A falta de compaixão e solidariedade básica para com as vítimas de genocídio foi exposta pelos padrões dúbios demonstrados pela grande mídia ocidental, e em particular pelos jornais mais tradicionais dos EUA, como o The New York Times e o The Washington Post. Quando o editor do Palestine Chronicle, Dr. Ramzy Baroud, perdeu 56 membros de sua família — mortos pela campanha genocida israelense na Faixa de Gaza — nenhum de seus colegas do jornalismo americano se deu ao trabalho de falar com ele ou demonstrar qualquer interesse em ouvir sobre essa atrocidade. Por outro lado, uma alegação israelense fabricada de uma conexão entre o Chronicle e uma família em cujo bloco de apartamentos havia reféns despertou enorme interesse e atraiu a atenção desses veículos.

Esse desequilíbrio entre humanidade e solidariedade é apenas um exemplo das distorções que o pânico moral traz consigo. Tenho poucas dúvidas de que as ações contra estudantes palestinos ou pró-palestinos nos EUA, ou contra ativistas conhecidos na Grã-Bretanha e na França, bem como a prisão do editor da Electronic Intifada, Ali Abunimah, na Suíça, são manifestações desse comportamento moral distorcido.

Um caso semelhante ocorreu recentemente na Austrália. Mary Kostakidis, famosa jornalista australiana e ex-apresentadora do programa noturno SBS World News Australia no horário nobre , foi levada a um tribunal federal por sua reportagem — digamos, bastante discreta — sobre a situação na Faixa de Gaza. O próprio fato de o tribunal não ter rejeitado essa alegação ao chegar ao tribunal demonstra o quão profundamente enraizado está o pânico moral no Norte Global.

Mas há outro lado da questão. Felizmente, existe um grupo muito maior de pessoas que não tem medo de correr os riscos envolvidos ao declarar claramente seu apoio aos palestinos, e que demonstram essa solidariedade mesmo sabendo que isso pode levar à suspensão, deportação ou até mesmo à prisão. Essas pessoas não são facilmente encontradas no meio acadêmico, na mídia ou na política, mas são a voz autêntica de suas sociedades em muitas partes do mundo ocidental.

Os palestinos não podem se dar ao luxo de deixar que o pânico moral ocidental tenha voz ou impacto. Não ceder a esse pânico é um pequeno, mas importante passo na construção de uma rede palestina global, urgentemente necessária — primeiro, para impedir a destruição da Palestina e de seu povo e, segundo, para criar as condições para uma Palestina descolonizada e libertada no futuro.

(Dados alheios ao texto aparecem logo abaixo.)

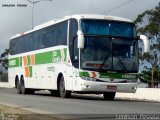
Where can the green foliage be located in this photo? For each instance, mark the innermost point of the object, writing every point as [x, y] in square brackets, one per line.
[148, 23]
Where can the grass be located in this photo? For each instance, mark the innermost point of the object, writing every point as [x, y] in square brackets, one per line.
[16, 113]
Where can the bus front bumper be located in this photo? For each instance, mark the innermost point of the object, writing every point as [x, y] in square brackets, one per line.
[91, 86]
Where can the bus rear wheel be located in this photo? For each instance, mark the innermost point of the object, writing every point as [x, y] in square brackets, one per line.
[62, 91]
[109, 95]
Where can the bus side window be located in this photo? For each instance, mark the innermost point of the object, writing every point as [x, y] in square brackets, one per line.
[73, 28]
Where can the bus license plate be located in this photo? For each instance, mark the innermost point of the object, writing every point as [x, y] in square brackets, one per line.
[109, 87]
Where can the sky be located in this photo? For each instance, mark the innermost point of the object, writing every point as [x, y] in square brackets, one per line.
[14, 20]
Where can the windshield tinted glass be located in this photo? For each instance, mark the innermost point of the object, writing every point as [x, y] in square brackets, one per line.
[112, 54]
[111, 28]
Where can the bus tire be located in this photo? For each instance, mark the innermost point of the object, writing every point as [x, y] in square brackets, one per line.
[18, 87]
[109, 95]
[63, 93]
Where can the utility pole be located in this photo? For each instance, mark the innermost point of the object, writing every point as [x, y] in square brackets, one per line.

* Ilan Pappé é professor na Universidade de Exeter. Anteriormente, foi professor titular de ciência política na Universidade de Haifa. É autor de "A Limpeza Étnica da Palestina", "O Oriente Médio Moderno", "Uma História da Palestina Moderna: Uma Terra, Dois Povos" e "Dez Mitos sobre Israel". É coeditor, com Ramzy Baroud, de " Nossa Visão para a Libertação". Pappé é descrito como um dos "Novos Historiadores" de Israel que, desde a divulgação de documentos pertinentes dos governos britânico e israelense no início da década de 1980, vêm reescrevendo a história da criação de Israel em 1948.